Of course, McIlroy first has to make the European Team but he would seem a certainity in making Thomas Bjorn’s side whether or not he qualifies automatically.
And after the disappointment of Hazeltine, and the first time McIlroy had been on a losing European Team, the four-time Major winner has fired his first 2018 Ryder Cup warning shot over the bows of the cock-a-hoop Americans suggesting while Hazeltine played right into the hands of the hosts, the French layout with be a ‘different kettle of fish’.
“Look, the Americans are very strong, and I think for the first time in a long time, they have a real cohesion,” said McIlroy.
“All the younger guys get along great. Jordan, J.T., Rickie, Brooks, DJ, Patrick Reed, Daniel Berger, they all get on really, really well. There’s a real core group of players there, young players, that will be around for a long time. So they are going to be very strong.
“But if you look at Hazeltine last time and how they set that golf course up: Big wide fairways, no enough, pins in the middle of greens; it wasn’t set up for the way the Europeans like to play. I think Paris will be a completely different kettle of fish, so I think it will be so different.
“So I’m confident. I obviously need to make the team first, but everything being all well and good, I’ll be on that team and I feel like we’ll have a really good chance.
“The Americans have been obviously very buoyant about their chances and whatever, but you know, it’s never as easy as that, even when Europe was winning six of eight or five of seven en, whatever it was, they were all closer than — overall, yes, Europe won and it looked dominant for a while, but the matches were always closer than that.
“The Ryder Cup’s always close.
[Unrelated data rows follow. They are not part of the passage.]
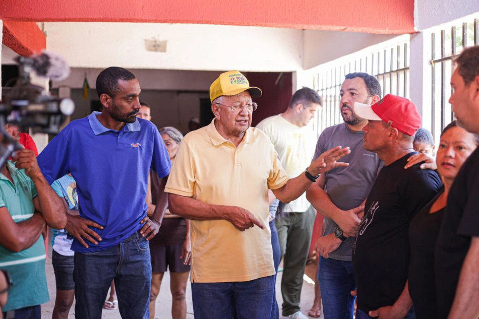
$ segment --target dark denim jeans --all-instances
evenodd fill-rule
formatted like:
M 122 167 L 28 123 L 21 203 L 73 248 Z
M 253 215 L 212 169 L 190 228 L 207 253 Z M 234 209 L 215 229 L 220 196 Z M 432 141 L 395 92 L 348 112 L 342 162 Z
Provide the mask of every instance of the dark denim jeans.
M 75 317 L 100 319 L 111 281 L 124 319 L 149 316 L 151 264 L 149 242 L 139 231 L 119 244 L 95 252 L 75 254 Z
M 25 307 L 4 312 L 4 319 L 41 319 L 40 305 Z
M 274 224 L 274 220 L 269 222 L 269 228 L 271 230 L 271 246 L 273 247 L 273 262 L 274 263 L 274 269 L 276 271 L 276 275 L 274 276 L 274 295 L 273 297 L 274 299 L 273 303 L 275 308 L 276 308 L 276 316 L 272 317 L 273 319 L 279 318 L 279 307 L 278 305 L 278 301 L 276 300 L 276 276 L 278 274 L 278 267 L 279 267 L 279 263 L 281 262 L 281 247 L 279 246 L 279 240 L 278 239 L 278 230 L 276 229 L 276 226 Z
M 275 318 L 274 276 L 250 281 L 192 283 L 195 319 Z
M 409 311 L 409 312 L 407 313 L 407 314 L 406 315 L 406 316 L 404 317 L 404 319 L 415 319 L 416 314 L 414 310 L 414 306 L 411 308 L 411 310 Z M 372 317 L 369 316 L 369 315 L 363 311 L 361 309 L 356 309 L 356 319 L 372 319 Z
M 321 290 L 323 313 L 328 319 L 352 319 L 356 289 L 352 262 L 319 258 L 318 280 Z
It always comes down to a few key moments, and it will be no different in Paris. But I think we’ll have a great team and it definitely won’t be as easy as they think it’s going to be.”
McIlroy tees-up this week in the first two events in the UAE and the opening two events in what will be a litmus test of his form ahead of an unprecedented eight tournaments he will contest leading up to April’s Masters.
“The next two weeks will be a big learning curve, just to see where I’m at,” he said.
“I’m obviously coming into the events trying to play as well as I can and trying to compete and trying to win, but I think there will definitely be things — I’ll walk away from the two events and I’ll have things to work on and maybe think about going into that stretch in the States.
“I can’t really answer what I want to walk away with, but I think it will be quite revealing the next two weeks to see where I’m at with my game.”